Her band reads as follows...any help would be great..just for backround purposes and the owner isnt getting this baby back...he didnt care then, and shouldnt care now..anyhow her homing days are over...she is now safe for the rest of her life!

*1F 2009 VIOC 2953*


----------



## RescueMe9962 (Aug 25, 2009)

Wolverine, I was told by the club secretary that she came out of Brooklyn NY...Im in Garfield NJ which is over the bridge, literally 15 minutes away..and the club secretary told me that even if he contacted the owner he wouldnt be interested in paying the $7 to cross the bridge to retrieve the bird...when I offered to somehow get the bird TO him, the secretary said the owner may kill it because its no good to him if its so young and already got lost...said it would be a waste of money and space to house him...can you believe that crap? Just out of courtesy I would at least like to tell the owner exactly what happened and that I would love to keep her...I dont even know if the secretary was telling the truth about the owner not caring...for all I know the owner may be upset and just wants closure as to what happened to his bird...

After almost 5 months I simply cant part with her...maybe Im selfish...

I feel if the SECRETARY would have done his job and contacted the owner to see what he wanted to do I would have returned the bird without a doubt as I went nuts for 3 weeks trying to locate the owner...Am I stealing this bird now? What if the owner does want him back? Now that she is a total house pet would she be able to do flights again? 

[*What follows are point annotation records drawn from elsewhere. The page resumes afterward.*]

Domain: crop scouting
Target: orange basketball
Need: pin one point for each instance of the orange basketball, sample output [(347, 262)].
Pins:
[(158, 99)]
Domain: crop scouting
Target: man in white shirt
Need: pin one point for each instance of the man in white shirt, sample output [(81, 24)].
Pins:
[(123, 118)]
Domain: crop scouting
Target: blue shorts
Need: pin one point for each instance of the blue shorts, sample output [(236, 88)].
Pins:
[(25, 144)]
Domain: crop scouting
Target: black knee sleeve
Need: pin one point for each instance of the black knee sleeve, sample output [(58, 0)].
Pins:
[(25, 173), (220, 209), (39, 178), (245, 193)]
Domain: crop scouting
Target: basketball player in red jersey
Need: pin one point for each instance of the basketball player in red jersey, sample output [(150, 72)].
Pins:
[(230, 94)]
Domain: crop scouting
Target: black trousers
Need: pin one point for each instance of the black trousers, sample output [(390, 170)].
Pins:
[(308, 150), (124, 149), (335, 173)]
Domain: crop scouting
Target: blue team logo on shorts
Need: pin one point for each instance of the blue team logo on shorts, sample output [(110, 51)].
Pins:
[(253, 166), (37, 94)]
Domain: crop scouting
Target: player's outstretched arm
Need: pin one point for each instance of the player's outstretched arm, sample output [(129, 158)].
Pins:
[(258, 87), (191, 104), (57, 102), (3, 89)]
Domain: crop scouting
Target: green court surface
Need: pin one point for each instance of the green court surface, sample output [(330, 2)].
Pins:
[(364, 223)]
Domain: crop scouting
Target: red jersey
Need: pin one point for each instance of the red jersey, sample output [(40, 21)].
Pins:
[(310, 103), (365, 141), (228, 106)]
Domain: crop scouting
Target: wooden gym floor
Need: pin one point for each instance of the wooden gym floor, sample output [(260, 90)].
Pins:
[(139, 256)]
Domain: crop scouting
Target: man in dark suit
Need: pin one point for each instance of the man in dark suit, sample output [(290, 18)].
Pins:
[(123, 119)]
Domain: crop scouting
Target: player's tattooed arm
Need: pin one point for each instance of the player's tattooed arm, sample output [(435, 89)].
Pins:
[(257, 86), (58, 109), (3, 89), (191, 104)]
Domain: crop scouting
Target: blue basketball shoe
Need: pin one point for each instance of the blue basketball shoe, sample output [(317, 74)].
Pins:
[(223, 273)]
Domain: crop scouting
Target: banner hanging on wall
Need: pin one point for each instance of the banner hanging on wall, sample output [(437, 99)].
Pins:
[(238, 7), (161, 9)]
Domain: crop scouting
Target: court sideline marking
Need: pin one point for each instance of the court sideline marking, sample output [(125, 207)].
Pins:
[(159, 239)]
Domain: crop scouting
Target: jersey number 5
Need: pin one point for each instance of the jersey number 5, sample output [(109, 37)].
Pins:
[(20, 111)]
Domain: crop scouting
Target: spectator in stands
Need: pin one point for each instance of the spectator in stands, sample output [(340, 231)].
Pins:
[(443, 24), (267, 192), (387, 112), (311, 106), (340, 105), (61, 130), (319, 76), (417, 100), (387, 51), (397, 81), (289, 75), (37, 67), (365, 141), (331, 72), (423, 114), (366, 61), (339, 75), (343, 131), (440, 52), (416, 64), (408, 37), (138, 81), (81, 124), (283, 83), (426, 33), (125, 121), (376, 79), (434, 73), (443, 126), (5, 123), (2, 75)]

I was also curious if she was to somehow get out, do you think she would come back to me or try to go to her original home? That is something I always wondered about....Id hope she would rather be with me...LOL


----------



## naturegirl (Nov 7, 2005)

You know what... This is your bird now and your personal little buddy. I would look at it as though it was obviously meant to be this way. No your not stealing the bird. You found it and gave it a good home. If you want to call the guy andset closer to yourself then do so. He will probably tell you to keep him anyways. Tell him you and the bird have gotten quit fond of each other and that you are very attached. I don't think he will say well I want my bird back. Good Luck with the little girl and you have a pet for life. By the way: You will see what totally awesome pet birds pigeons are and how sweet they are

Cindy


----------



## goga82 (Aug 17, 2009)

well im in love with your pigeon


----------



## Msfreebird (Sep 23, 2007)

RescueMe9962 said:


> Wolverine, I was told by the club secretary that she came out of Brooklyn NY...Im in Garfield NJ which is over the bridge, literally 15 minutes away..and the club secretary told me that even if he contacted the owner he wouldnt be interested in paying the $7 to cross the bridge to retrieve the bird...when I offered to somehow get the bird TO him, the secretary said the owner may kill it because its no good to him if its so young and already got lost...said it would be a waste of money and space to house him...can you believe that crap? Just out of courtesy I would at least like to tell the owner exactly what happened and that I would love to keep her...I dont even know if the secretary was telling the truth about the owner not caring...for all I know the owner may be upset and just wants closure as to what happened to his bird...
> 
> After almost 5 months I simply cant part with her...maybe Im selfish...
> 
> ...


_You did all you could do_ to try and locate the owner. Just the time and energy you put into caring for this bird - I would say he's yours!
As far as that ##### secretary - I would complain to SOMEONE. ---
We have alot of racers on this forum that DO care about their birds, and wonder what happen to them when they don't return home. I'm pretty sure if the secretary of their clubs didn't relay to them about found birds - they'd be pretty p***ed off - I know I would be.
The owner would probably tell you to keep him, but that should be left up to the owner to decide - NOT the secretary.
How about some racers piping in to set this young ladies mind at ease


----------



## RescueMe9962 (Aug 25, 2009)

Thank you sooo much MSfreebird! I was shocked also that the secretary refused to call the owner...I wonder if the owner even noticed the bird missing...I know I would be upset even if I had a fleet of birds and one went missing...thats one little lost soul that could be huddled in a corner somewhere scared to death....My girl was simply standing in the middle of the street looking around all lost, tired, confused and hungry...it was also getting dark out...i cant even imagine how she would have felt when it turned dark and she would have been all alone and unprotected...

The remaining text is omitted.